SACRAMENTO – A new bill introduced by Senator Mark Leno today increases affordable housing opportunities for low-income families and veterans in California. SB 1053, the Housing Opportunities Act, ensures that all Californians have a fair opportunity to seek and retain housing, particularly when they use a federal rental subsidy as a method of payment. Current law allows landlords to deny prospective low-income tenants the ability to apply for housing simply because they receive a housing voucher.
“All tenants should have a fair opportunity to apply for housing, regardless of whether they receive a housing voucher,” said Senator Leno, D-San Francisco. “Denying families the right to find affordable homes or remain in their existing homes puts peoples’ lives in upheaval and severely exacerbates our housing crisis.”
The Housing Opportunities Act amends the Fair Employment and Housing Act (FEHA) to clarify that housing subsidy vouchers are a protected source of income. The bill ensures that landlords cannot deny low-income families and veterans the opportunity to apply for rentals or evict them based solely on the fact that they receive a voucher. Landlords can still screen prospective tenants for credit, criminal history and other criteria to establish their ability to rent.
More than 300,000 families in California, many of which include children, people with disabilities and seniors, receive a Housing Choice Voucher to help make rent affordable. Families with vouchers find housing in the private market and pay 30% of their income in rent. The federal government subsidizes the rest. However, many landlords advertise that people with “Section 8” vouchers are not eligible to apply for housing. Consequently, many low-income families are forced to return their vouchers because they cannot find a landlord willing to accept them.

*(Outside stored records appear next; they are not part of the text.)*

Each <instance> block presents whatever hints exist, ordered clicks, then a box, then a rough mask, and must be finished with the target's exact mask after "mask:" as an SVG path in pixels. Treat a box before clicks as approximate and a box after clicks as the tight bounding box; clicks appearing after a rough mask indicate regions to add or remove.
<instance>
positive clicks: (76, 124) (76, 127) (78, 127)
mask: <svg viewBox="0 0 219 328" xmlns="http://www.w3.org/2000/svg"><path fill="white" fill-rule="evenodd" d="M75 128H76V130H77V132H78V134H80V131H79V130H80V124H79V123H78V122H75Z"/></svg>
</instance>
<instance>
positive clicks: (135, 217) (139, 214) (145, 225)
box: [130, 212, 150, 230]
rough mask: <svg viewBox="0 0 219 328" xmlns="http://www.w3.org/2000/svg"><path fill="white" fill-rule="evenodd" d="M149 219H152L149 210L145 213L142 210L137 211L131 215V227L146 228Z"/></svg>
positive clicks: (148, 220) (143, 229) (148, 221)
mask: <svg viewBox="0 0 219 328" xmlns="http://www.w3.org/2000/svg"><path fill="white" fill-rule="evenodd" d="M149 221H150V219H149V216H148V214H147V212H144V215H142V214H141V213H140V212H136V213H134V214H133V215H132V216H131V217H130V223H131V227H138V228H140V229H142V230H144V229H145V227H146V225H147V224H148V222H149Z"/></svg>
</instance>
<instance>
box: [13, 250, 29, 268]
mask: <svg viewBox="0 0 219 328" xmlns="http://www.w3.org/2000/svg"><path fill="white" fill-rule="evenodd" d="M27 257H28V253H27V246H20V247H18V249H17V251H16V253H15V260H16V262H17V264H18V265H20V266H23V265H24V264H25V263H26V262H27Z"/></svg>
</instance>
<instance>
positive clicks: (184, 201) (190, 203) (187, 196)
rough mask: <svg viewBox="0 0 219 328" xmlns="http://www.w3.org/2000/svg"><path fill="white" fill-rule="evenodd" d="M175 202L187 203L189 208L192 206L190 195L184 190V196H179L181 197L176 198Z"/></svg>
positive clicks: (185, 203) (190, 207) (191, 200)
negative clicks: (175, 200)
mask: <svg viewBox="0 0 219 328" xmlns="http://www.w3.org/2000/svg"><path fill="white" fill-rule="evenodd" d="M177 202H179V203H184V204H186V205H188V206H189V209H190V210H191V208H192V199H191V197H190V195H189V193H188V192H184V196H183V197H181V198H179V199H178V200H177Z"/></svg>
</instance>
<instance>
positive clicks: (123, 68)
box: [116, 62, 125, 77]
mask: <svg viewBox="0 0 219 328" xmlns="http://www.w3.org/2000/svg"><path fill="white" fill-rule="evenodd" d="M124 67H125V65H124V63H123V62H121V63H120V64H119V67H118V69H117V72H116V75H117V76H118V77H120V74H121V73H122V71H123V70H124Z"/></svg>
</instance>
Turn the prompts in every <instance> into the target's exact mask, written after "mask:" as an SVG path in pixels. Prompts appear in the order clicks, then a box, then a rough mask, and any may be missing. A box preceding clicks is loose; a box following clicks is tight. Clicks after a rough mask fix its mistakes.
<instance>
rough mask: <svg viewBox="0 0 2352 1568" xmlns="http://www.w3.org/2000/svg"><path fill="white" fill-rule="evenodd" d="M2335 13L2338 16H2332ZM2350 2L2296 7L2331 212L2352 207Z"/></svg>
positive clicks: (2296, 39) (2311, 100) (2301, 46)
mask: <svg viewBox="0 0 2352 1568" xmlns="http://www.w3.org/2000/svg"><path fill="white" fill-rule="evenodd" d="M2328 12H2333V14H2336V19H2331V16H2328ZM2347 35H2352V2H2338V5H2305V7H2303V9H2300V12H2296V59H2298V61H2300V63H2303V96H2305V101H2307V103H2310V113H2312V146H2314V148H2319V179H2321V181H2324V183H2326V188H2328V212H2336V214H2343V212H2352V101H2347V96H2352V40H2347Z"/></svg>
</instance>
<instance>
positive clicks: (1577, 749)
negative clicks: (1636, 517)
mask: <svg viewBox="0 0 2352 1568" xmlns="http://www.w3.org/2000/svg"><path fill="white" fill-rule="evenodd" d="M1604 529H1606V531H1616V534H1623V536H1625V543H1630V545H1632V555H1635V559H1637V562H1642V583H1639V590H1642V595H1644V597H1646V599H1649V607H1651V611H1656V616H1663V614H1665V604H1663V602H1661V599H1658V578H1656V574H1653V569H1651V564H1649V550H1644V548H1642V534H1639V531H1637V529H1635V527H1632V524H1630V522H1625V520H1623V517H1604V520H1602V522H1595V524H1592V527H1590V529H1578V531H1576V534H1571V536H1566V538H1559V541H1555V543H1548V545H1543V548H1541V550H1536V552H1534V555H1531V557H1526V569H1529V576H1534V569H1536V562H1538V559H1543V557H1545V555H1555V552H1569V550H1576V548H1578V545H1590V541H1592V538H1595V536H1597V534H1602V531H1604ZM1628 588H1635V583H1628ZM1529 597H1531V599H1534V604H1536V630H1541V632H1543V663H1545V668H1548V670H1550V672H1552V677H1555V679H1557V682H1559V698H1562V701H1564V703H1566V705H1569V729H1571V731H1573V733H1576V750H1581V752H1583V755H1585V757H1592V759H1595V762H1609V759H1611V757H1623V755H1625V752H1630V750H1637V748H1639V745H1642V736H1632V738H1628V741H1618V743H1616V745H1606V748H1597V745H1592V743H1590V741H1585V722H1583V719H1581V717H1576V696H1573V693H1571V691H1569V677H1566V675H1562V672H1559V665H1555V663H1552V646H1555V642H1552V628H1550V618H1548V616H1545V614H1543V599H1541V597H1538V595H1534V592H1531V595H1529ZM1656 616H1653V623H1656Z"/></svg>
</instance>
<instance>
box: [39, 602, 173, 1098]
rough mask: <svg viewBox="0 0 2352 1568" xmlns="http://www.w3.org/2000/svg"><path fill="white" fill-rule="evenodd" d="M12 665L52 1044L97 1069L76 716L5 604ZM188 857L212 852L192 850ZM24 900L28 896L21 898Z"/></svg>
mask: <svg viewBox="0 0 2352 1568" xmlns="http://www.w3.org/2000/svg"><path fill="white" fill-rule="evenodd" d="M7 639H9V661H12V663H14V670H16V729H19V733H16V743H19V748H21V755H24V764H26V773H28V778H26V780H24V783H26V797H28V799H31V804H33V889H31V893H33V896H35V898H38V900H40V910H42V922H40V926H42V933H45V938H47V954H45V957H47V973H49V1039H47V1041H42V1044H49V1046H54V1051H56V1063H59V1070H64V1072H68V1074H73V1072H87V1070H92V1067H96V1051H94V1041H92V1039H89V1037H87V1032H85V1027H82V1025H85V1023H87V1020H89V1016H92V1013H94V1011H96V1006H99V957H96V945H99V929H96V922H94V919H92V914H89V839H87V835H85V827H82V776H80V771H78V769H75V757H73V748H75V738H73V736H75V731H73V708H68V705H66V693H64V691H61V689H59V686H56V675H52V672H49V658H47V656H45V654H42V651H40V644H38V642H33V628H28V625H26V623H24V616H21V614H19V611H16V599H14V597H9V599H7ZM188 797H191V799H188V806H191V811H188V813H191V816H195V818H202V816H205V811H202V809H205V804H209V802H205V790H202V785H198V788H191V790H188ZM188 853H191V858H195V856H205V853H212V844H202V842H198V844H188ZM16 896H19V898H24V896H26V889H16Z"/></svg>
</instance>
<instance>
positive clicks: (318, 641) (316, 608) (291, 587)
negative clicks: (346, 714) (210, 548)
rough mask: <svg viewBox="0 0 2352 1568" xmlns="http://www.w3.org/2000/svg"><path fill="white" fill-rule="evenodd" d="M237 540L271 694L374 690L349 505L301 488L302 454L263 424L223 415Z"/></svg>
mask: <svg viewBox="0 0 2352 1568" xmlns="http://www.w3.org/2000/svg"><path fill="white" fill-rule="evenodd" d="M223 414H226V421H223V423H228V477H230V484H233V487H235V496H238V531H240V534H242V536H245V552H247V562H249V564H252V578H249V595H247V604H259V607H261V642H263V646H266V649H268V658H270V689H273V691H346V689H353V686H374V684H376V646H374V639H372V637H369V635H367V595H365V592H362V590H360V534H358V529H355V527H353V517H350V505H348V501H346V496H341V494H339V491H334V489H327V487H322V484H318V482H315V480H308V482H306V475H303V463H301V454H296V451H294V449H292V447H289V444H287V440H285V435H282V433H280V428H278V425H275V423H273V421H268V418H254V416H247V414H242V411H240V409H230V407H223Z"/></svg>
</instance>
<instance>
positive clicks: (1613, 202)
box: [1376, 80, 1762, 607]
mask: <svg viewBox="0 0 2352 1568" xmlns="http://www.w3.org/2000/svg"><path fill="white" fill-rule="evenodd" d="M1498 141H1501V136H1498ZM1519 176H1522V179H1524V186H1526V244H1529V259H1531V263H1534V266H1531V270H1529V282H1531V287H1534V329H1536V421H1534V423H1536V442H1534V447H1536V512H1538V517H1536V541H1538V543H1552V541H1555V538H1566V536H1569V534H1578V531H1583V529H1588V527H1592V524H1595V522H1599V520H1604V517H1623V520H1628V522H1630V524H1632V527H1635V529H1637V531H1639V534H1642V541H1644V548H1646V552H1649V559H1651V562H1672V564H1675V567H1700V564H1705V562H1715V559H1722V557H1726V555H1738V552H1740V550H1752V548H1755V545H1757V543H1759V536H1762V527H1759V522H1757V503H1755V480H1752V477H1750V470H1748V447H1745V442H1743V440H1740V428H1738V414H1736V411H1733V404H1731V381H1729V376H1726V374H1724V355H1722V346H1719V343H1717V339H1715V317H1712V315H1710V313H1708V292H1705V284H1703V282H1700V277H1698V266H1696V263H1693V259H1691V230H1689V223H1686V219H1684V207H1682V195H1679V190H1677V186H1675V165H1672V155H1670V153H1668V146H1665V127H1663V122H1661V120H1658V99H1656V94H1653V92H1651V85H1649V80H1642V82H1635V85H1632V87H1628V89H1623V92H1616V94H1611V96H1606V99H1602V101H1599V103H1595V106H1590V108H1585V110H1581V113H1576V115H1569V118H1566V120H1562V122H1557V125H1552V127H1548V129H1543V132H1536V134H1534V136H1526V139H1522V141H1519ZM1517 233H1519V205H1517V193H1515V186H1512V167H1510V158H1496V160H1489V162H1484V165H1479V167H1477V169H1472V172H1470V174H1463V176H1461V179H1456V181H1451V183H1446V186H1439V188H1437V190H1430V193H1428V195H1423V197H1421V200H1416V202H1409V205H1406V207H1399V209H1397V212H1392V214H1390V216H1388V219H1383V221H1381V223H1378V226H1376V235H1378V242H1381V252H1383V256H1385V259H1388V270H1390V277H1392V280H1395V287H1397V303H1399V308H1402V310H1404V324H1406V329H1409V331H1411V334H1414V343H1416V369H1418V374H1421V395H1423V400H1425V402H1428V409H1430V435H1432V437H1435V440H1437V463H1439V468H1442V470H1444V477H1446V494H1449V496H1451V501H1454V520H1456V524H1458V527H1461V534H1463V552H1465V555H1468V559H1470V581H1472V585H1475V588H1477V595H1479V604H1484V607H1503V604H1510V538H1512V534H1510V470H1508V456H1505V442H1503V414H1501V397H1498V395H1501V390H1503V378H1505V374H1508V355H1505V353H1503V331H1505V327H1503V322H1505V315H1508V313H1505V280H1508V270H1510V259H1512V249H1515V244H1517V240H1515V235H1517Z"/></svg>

“Preventing California families and veterans from using their housing vouchers perpetuates a cycle of poverty and segregation,” said Jith Meganathan, policy advocate for the Western Center on Law and Poverty. “It also means that California may be leaving unused federal funding on the table.”
California is facing a housing crisis of historic proportions. “The poorest 25% of California’s households spend an average of 67% of their income on housing. Elevated housing costs lead to higher rates of homelessness and reduce a person’s ability to provide other basic necessities, such as food and health care, for their families. While California has yet to act, 10 other states, including New Jersey, North Dakota, Oklahoma and Oregon, have created laws ensuring that housing subsidies are a protected source of income.
“Due to unforeseen health issues, my family and I are in limbo right now and must find a new place to live,” said Zella Knight, a volunteer housing commissioner in Los Angeles County. “We have to rely on housing vouchers until we get back on our feet, but knowing that many landlords won’t even consider us as tenants causes great stress. The voucher program is a springboard that lifts people out of homelessness, but it’s only a win-win if both landlords and tenants participate.”
“Denying a tenant the opportunity to apply for housing conflicts with the central aim of the housing voucher program, which is to alleviate the affordable housing crisis,” said Michael Lane, policy director with the Non-Profit Housing Association of Northern California. “Housing vouchers are especially critical in our efforts to end chronic homelessness among veterans.”
SB 1053 will be heard in Senate policy committees this spring.